Question

Helium gas with a volume of 3.50 l , under a pressure of 0.160 atm and at a temperature of 39.0 ∘c , is warmed until both pressure and volume are doubled. What is the final temperature?

Answer 1

To find the final temperature, we can use the ideal gas law equation PV = nRT. After converting the initial temperature to Kelvin, we can solve for the final temperature using the equation P1V1 / T1 = P2V2 / T2.

Step-by-step explanation:

To solve this problem, we can use the ideal gas law equation, which states that PV = nRT, where P is pressure, V is volume, n is the number of moles, R is the ideal gas constant, and T is the temperature in Kelvin.

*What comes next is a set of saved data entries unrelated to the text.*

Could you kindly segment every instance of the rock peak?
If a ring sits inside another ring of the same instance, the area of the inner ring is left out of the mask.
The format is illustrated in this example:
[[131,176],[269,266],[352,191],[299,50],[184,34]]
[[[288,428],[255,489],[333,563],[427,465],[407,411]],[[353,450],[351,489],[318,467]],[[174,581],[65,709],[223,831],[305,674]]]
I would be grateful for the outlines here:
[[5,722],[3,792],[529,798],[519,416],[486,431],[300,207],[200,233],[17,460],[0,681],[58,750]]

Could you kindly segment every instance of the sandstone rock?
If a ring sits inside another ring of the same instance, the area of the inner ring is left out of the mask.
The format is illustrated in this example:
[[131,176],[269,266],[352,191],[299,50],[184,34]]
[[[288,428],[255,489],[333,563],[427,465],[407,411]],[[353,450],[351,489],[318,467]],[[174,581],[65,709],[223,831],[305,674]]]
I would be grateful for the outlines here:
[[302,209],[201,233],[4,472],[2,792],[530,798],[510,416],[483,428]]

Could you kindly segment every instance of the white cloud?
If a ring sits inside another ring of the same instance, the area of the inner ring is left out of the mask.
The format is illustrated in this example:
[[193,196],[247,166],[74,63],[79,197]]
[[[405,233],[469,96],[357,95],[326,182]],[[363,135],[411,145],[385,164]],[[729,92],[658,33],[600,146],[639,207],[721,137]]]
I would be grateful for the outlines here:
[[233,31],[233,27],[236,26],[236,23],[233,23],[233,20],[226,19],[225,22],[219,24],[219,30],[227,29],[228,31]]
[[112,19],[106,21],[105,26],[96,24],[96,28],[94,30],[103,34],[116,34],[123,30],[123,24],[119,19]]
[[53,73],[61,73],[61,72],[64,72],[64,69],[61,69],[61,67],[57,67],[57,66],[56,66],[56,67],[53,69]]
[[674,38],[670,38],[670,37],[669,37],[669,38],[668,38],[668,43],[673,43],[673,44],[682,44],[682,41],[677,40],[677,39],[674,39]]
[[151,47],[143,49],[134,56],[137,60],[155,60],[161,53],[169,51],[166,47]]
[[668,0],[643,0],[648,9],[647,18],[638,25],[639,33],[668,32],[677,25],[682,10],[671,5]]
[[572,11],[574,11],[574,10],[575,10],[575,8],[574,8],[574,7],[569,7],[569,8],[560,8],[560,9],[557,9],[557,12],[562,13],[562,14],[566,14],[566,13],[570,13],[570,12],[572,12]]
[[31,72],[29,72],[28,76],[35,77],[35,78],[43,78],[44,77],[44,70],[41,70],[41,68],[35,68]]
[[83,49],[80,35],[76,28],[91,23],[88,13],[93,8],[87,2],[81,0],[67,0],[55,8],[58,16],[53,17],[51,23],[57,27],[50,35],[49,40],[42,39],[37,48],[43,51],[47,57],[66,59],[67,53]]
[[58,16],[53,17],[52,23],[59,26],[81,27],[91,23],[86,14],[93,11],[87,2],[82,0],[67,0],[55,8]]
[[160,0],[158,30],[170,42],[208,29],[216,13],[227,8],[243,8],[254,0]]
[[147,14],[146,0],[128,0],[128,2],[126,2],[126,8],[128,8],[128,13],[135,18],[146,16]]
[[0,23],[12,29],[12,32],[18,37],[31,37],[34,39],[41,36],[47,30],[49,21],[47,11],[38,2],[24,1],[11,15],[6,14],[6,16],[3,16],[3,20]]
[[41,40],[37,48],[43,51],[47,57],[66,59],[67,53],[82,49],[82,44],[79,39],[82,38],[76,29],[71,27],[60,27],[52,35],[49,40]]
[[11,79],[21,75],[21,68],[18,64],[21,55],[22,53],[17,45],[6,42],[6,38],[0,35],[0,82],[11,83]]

First, we need to convert the initial temperature from Celsius to Kelvin by adding 273.15. So, 39.0 ℃ + 273.15 = 312.15 K.

Next, we can solve for the final temperature, T2, using the equation. For a given amount of gas at constant pressure, we have P1V1 / T1 = P2V2 / T2. Since the pressure and volume are doubled, we can write the equation as (0.160 atm)(3.50 L) / (312.15 K) = (2 * 0.160 atm)(2 * 3.50 L) / T2.

Solving for T2, we get T2 = (0.160 atm)(3.50 L)(312.15 K) / (2 * 0.160 atm)(2 * 3.50 L).